Still, even if his logic doesn’t hold as much water as he’d like to think it does, there’s no denying such a pairing would present significant cross-selling opportunities. Musk already mentioned the ease with which the same crews that install at-home charging stations for Tesla vehicles could just as easily install solar panels and PowerWalls. Some observers have even suggested Tesla’s electric vehicle sales offices could double as venues to sell solar power systems.

That’s not necessarily a game-changing possibility though. In fact, the mix of two distinctly different products in the same sales office could cheapen the mystique of both.

And as for manufacturing efficiencies, none would actually be created. The merger is almost entirely a cross-marketing oriented one. The Wall Street Journal‘s Charley Grant and Spencer Jakab column Heard on the Street bluntly explained “(it) is the sort of move that, even for the most Panglossian Silicon Valley investor, stretches the bounds of industrial logic.”

Bottom Line for TSLA

While the steep selloff from TSLA shares since the acquisition idea was presented last night makes it pretty clear where owners of Tesla stock stand on the matter, there’s still a faction of shareholders in love with the idea. To them, a duo of obscure but relevant wisdom nuggets merit consideration.

The first is from Eric Sevareid, CBS news journalist for nearly forty years. He once opined “Better to trust the man who is frequently in error than the one who is never in doubt.”

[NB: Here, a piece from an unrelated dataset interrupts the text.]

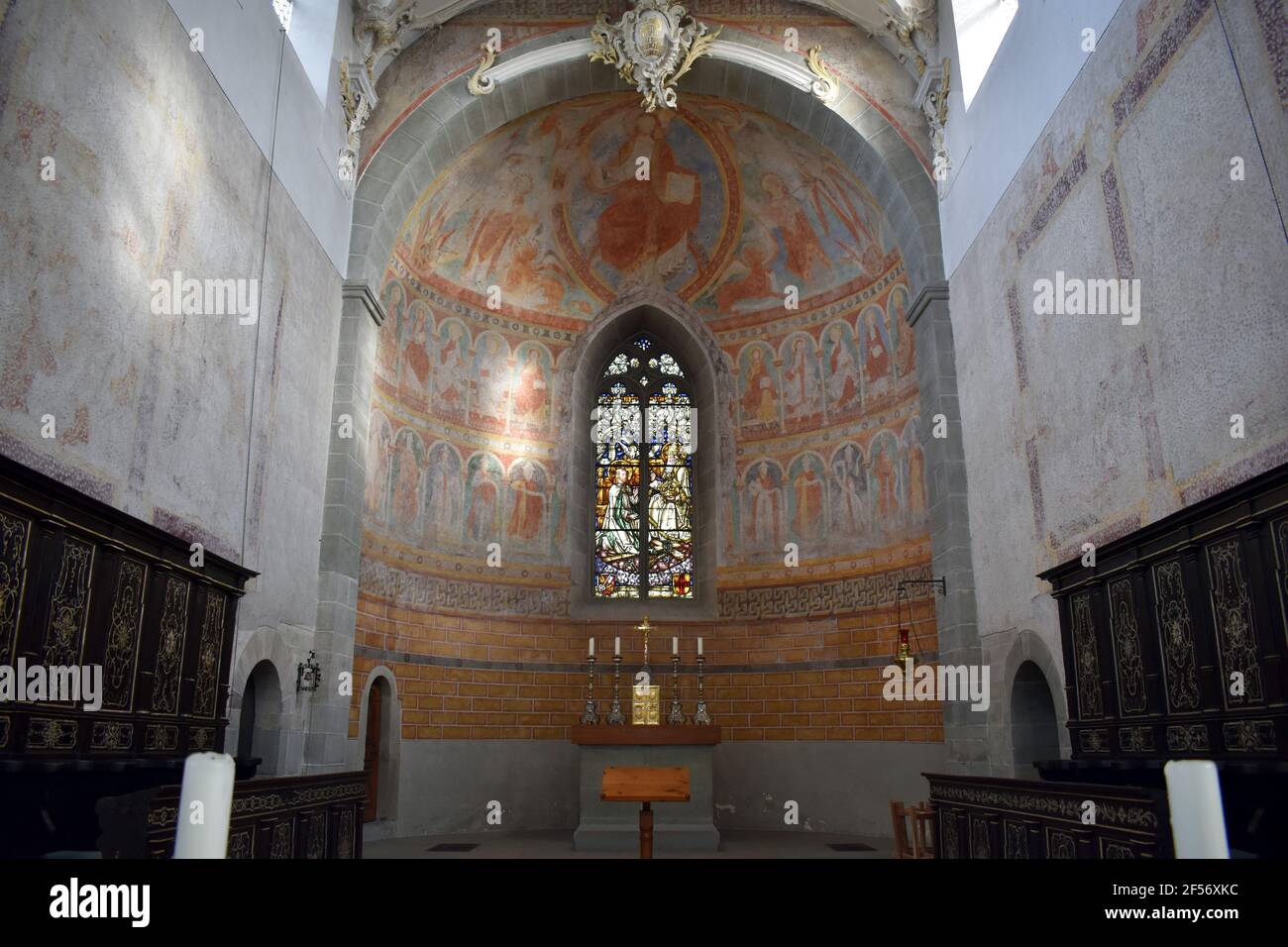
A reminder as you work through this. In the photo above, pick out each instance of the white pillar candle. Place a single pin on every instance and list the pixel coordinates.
(1194, 802)
(205, 805)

Yes, Musk is a visionary, and has redefined what a car can be, but humility has never been his strong suit. So far it has not been too much of a liability. At some point though, his luck will run out.

The second piece of pithy advice comes from, of all people, poet Robert Frost. He once recommended “Don’t ever take a fence down until you know why it was put up.” If SolarCity and Tesla Motors were better off getting started on their own (even if just for focus reasons), how are they really better off together now?

The answer to that question requires at least a little detail, and not just assumptions.

As of this writing, James Brumley did not hold a position in any of the aforementioned securities.